Die Kappl-Kirchen in Leonberg - Heimatpfleger Manfred Henn informierte

Für viele Besucher dürfte es überraschend sein, dass die katholische Pfarrei Leonberg über drei Kirchen verfügt. Nur noch wenige Gläubige finden den Weg zu den beiden Wallfahrtskirchen in Kappl, die im Spätmittelalter und im Barock bedeutende Wallfahrtsorte darstellten. Um dies wieder ein bisschen zu ändern, begrüßte kürzlich Heimatpfleger Manfred Henn eine Besuchergruppe aus der Pfarrei Steinsberg unter der Führung von Pfarrer Winfried Larisch.

Nach einer kurzen Andacht informierte Manfred Henn die Steinsberger Pilger über die Geschichte der oberen und unteren Wallfahrtskirche: Die untere Wallfahrtskirche „Mutter zu den sieben Schmerzen“ („St. Maria Dolorosa“) stellt eine sogenannte Hl. Blut-Kapelle dar, die ihre Entstehung einer Hostienlegende verdankt. Eine geweihte Hostie wurde verunehrt und konnte von dem Platz, auf dem sie abgelegt worden war, nicht mehr entfernt werden. Nach kurzer Zeit entsprang an dieser Stelle eine Quelle, der wundersame Kräfte bei der Heilung von Augenleiden zugesprochen wurden. Da ähnliche Legenden in Deutschland seit dem 13. Jahrhundert bekannt sind, darf vermutet werden, dass die Wallfahrten nach Kappl im 14. Jahrhundert begannen und die mit einem Brunnen gefasste Quelle in dieser Zeit viele Gläubige anzog.
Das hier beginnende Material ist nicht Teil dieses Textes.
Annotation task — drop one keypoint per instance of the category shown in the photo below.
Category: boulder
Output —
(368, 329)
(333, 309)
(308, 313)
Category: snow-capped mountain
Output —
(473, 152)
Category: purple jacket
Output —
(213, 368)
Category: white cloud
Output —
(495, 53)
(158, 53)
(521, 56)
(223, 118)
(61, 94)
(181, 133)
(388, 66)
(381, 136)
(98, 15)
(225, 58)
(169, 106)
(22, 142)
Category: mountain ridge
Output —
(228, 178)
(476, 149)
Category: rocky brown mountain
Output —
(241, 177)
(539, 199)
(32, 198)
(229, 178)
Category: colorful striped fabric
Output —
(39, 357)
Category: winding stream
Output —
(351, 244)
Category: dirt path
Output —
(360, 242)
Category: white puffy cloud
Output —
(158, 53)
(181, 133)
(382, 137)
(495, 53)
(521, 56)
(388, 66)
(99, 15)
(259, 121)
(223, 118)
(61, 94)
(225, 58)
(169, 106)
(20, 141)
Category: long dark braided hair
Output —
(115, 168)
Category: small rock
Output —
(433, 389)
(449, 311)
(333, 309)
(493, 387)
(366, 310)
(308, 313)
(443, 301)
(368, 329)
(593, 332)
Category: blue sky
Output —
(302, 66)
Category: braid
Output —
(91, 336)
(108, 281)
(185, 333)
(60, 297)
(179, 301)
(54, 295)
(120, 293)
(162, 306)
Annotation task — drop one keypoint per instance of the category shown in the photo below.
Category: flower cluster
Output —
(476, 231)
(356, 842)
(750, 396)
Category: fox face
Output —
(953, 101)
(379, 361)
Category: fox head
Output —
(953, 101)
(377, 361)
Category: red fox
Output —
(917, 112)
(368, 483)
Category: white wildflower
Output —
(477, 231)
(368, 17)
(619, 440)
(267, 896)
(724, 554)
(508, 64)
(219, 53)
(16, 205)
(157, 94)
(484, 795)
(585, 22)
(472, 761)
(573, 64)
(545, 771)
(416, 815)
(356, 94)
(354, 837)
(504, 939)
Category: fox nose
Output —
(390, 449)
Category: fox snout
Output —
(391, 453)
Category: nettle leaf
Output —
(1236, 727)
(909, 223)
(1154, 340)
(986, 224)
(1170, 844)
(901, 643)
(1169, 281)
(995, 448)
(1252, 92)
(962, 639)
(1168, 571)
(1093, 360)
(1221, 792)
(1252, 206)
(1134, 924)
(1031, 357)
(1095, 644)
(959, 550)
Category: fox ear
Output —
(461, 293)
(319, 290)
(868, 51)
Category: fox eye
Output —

Nachdem die Pfarrei, wie die gesamte Region, die zum Fürstentum Pfalz-Neuburg gehörte, ab 1542 evangelisch geworden war, schlief die Wallfahrt ein. Erst nach der Gegenreformation (Katholische Reform) ab 1621 wurden die alten Traditionen wieder aufgegriffen. Im Barock und Rokoko war die Wallfahrt so erfolgreich, dass die Untere Kapplkirche aus Platzgründen dem Besucheransturm nicht mehr genügte und 1781-1783 erweitert werden musste. Die Obere Kapplkirche St. Michael war bereits nach dem Dreißigjährigen Krieg renoviert und später (um 1740) dem barocken Zeitgeschmack entsprechend angepasst worden.

Die Kappl-Kirchen in Leonberg – Eine beinahe vergessene Wallfahrtstradition im Stadtgebiet

In seinem Vortrag berichtete Manfred Henn auch, dass sich in der Unteren Kapplkirche bis in die 60er Jahre viele Votivbilder befanden, auf denen Gläubige für die wundersame Erfüllung ihrer Anliegen und Bitten dankten. Diese befinden sich inzwischen im Stadtmuseum Schwandorf. Er regte an, in der Kirche ein Hinweisschild zu installieren, um auf den Verbleib der kunsthistorisch wertvollen Bilder im Museum in Schwandorf aufmerksam zu machen.

Heimatpfleger Manfred Henn wies auch darauf hin, dass in früheren Zeiten Wallfahrten nicht nur der Seelsorge und einem religiösen Anliegen dienten. Oftmals verbanden die Gläubigen die Wallfahrt mit profanen touristischen Absichten. Nach der religiösen Pflichterfüllung wurde im Anschluss gerne Bier getrunken und gut gegessen. Dieser Umstand machte Wallfahrten gerade für adelige Hofmarksbesitzer in wirtschaftlicher Hinsicht interessant. Den aristokratischen Gutsbesitzern in Leonberg (bzw. vor 1672 denen in Teublitz) lag viel daran, die Wallfahrt zu fördern, um hier das in den eigenen Brauereien erzeugte Bier absetzen zu können. Auch die Besucher aus Steinsberg hielten sich an diese Tradition und kehrten anschließend im St. Clemenshaus in Leonberg ein.